Quando Lenin tomou o poder na Rússia, transformando-a em União Soviética, foram por água abaixo as principais propostas dos bolcheviques. Criaram uma polícia secreta pior do que a Ockrana dos tempos do czar. A Theca promoveu expurgos, assassinatos, perseguições e terror em níveis muito superiores. A prometida liberdade de imprensa foi para o espaço, lá permanecendo por mais de 70 anos. A Assembléia Nacional Constituinte acabou dissolvida pelo próprio Lenin, assim como a terra que seria dividida pelos camponeses tornou-se propriedade do estado.

Por que se relembram episódios já pertencentes ao passado remoto, em terras distantes? Porque, guardadas as proporções, nada de novo acontece debaixo do sol, mesmo tendo-se sofisticado as agressões ao cidadão, seja russo, seja brasileiro.

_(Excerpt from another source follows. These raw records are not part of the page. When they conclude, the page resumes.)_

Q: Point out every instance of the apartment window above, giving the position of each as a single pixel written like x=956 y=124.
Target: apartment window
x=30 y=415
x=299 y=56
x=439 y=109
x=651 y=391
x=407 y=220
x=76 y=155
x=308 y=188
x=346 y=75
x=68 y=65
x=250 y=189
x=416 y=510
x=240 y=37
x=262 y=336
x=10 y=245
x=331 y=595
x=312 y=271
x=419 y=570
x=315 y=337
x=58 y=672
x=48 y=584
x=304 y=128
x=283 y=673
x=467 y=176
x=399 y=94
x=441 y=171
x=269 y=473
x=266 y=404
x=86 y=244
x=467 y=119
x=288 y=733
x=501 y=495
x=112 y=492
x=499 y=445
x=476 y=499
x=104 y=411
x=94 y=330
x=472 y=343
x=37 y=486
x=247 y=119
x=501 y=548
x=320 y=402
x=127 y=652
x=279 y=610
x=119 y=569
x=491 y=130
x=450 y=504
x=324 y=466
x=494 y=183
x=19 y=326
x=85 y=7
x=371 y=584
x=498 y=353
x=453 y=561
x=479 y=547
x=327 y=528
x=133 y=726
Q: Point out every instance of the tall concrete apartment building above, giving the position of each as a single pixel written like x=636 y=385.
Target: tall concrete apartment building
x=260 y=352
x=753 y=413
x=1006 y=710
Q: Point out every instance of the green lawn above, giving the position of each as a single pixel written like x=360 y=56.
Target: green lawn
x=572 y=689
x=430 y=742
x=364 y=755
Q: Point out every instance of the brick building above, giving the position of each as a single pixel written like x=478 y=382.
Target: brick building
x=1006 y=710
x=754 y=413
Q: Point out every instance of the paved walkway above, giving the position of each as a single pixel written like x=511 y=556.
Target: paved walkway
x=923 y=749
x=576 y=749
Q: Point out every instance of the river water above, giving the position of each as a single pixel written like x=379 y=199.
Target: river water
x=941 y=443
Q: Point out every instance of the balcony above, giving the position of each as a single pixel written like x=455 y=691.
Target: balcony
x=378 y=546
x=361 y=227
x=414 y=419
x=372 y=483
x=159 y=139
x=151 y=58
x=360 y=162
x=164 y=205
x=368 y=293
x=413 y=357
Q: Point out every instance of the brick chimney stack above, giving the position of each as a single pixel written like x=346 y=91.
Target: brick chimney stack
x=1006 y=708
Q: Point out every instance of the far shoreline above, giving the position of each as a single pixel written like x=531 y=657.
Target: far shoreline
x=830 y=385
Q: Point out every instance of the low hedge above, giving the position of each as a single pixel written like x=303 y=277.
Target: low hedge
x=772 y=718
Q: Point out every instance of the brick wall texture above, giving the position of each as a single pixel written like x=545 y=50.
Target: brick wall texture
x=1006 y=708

Sem precisar criar uma polícia secreta, ao chegar ao poder o PT dividiu o País em dois: “eles” e “nós”. Jamais se verificou ocupação tão ampla da máquina administrativa federal, bem como tão imensa discriminação de quem não pertence ao partido. Não há censura à imprensa, mas, fora as exceções de sempre, a mídia come como nunca pelas mãos do poder estatal.

Ajustaram-se os meios de comunicação à ladainha entoada pela equipe econômica em favor do modelo que privilegia os bancos e a atividade especulativa enquanto distribui esmola às massas. De vez em quando o Congresso reage, sucedâneo para uma Assembléia Constituinte, mas, como regra, mantém-se prisioneiro de benesses, favores, nomeações, mensalões, liberações de verbas e coisa parecida. Quanto à reforma agrária, foi para as profundezas, sepultada pelo chamado agronegócio.

Tudo, registre-se, sem necessidade da explícita violência oficial, porque esta, sem dúvida, ficou por conta dos excluídos cada vez mais numerosos.